Update the runbook whenever you change something it documents: a new credential, a changed cadence, a modified escalation path, a paused or added agent. The easiest way to keep it current is to update it in the same git commit as the change it describes. Quarterly reviews catch anything that drifted between updates.
What happens when an agent fails without a runbook?
The operator has to reconstruct the agent's credential set, expected behavior, and recovery steps from memory or by reading the prompt file. For simple failures (a missed run, a brief that looks wrong), this costs ten minutes of investigation. For complex failures (expired credentials, cross-agent coordination issues), it can cost hours or days, especially if the person who built the fleet is unavailable.

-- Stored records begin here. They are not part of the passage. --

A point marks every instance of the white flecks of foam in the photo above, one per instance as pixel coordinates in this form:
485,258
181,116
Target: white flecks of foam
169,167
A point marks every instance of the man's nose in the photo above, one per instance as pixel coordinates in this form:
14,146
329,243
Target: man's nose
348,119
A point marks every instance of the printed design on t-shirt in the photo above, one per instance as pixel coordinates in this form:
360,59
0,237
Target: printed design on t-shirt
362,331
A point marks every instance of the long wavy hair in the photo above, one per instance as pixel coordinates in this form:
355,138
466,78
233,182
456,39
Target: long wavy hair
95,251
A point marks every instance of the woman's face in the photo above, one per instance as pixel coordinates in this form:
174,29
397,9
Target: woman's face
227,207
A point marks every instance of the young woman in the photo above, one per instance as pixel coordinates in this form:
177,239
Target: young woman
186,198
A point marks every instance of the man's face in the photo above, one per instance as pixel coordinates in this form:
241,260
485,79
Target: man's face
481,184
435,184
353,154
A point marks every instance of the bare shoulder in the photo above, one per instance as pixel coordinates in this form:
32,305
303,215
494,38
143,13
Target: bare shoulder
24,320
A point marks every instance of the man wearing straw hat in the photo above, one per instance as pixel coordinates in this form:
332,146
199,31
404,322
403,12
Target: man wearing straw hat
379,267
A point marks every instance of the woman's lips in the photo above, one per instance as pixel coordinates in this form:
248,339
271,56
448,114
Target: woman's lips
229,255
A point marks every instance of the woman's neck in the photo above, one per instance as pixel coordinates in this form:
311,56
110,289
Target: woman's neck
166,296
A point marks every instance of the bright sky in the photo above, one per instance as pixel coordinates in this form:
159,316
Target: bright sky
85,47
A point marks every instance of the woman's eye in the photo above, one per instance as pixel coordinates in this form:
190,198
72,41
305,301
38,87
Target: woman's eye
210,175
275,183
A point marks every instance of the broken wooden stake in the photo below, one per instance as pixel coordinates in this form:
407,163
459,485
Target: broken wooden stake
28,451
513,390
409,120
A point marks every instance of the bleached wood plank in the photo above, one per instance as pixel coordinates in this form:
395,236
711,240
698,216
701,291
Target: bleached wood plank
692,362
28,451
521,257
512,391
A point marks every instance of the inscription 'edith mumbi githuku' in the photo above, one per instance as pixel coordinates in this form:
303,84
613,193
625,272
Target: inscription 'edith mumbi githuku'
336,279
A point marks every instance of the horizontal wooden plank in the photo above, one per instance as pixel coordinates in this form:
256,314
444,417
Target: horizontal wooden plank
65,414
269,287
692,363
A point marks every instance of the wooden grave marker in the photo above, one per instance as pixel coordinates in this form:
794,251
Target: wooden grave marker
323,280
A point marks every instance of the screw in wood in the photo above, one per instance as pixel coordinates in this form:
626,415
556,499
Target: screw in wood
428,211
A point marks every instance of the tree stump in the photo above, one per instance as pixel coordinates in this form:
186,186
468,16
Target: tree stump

Can you automate runbook checks?
Partially. Credential expiry dates can be monitored with a scheduled script that checks token validity and alerts before expiration. Brief format consistency can be validated with a linter that checks for required sections. But the highest-value runbook checks (is the agent's output still aligned with the prompt? is the escalation path still correct?) require a human reading the document against the current state of the fleet.
How is a runbook different from an agent prompt?
The prompt is instructions for the agent. The runbook is instructions for the human operator. The prompt tells the Content agent to draft blog posts from a queue, write briefs, and commit to main. The runbook tells the operator what a healthy run looks like, which credential the agent uses, how to rotate that credential, and how to shut it down without breaking the rest of the fleet. Both are necessary. Neither replaces the other.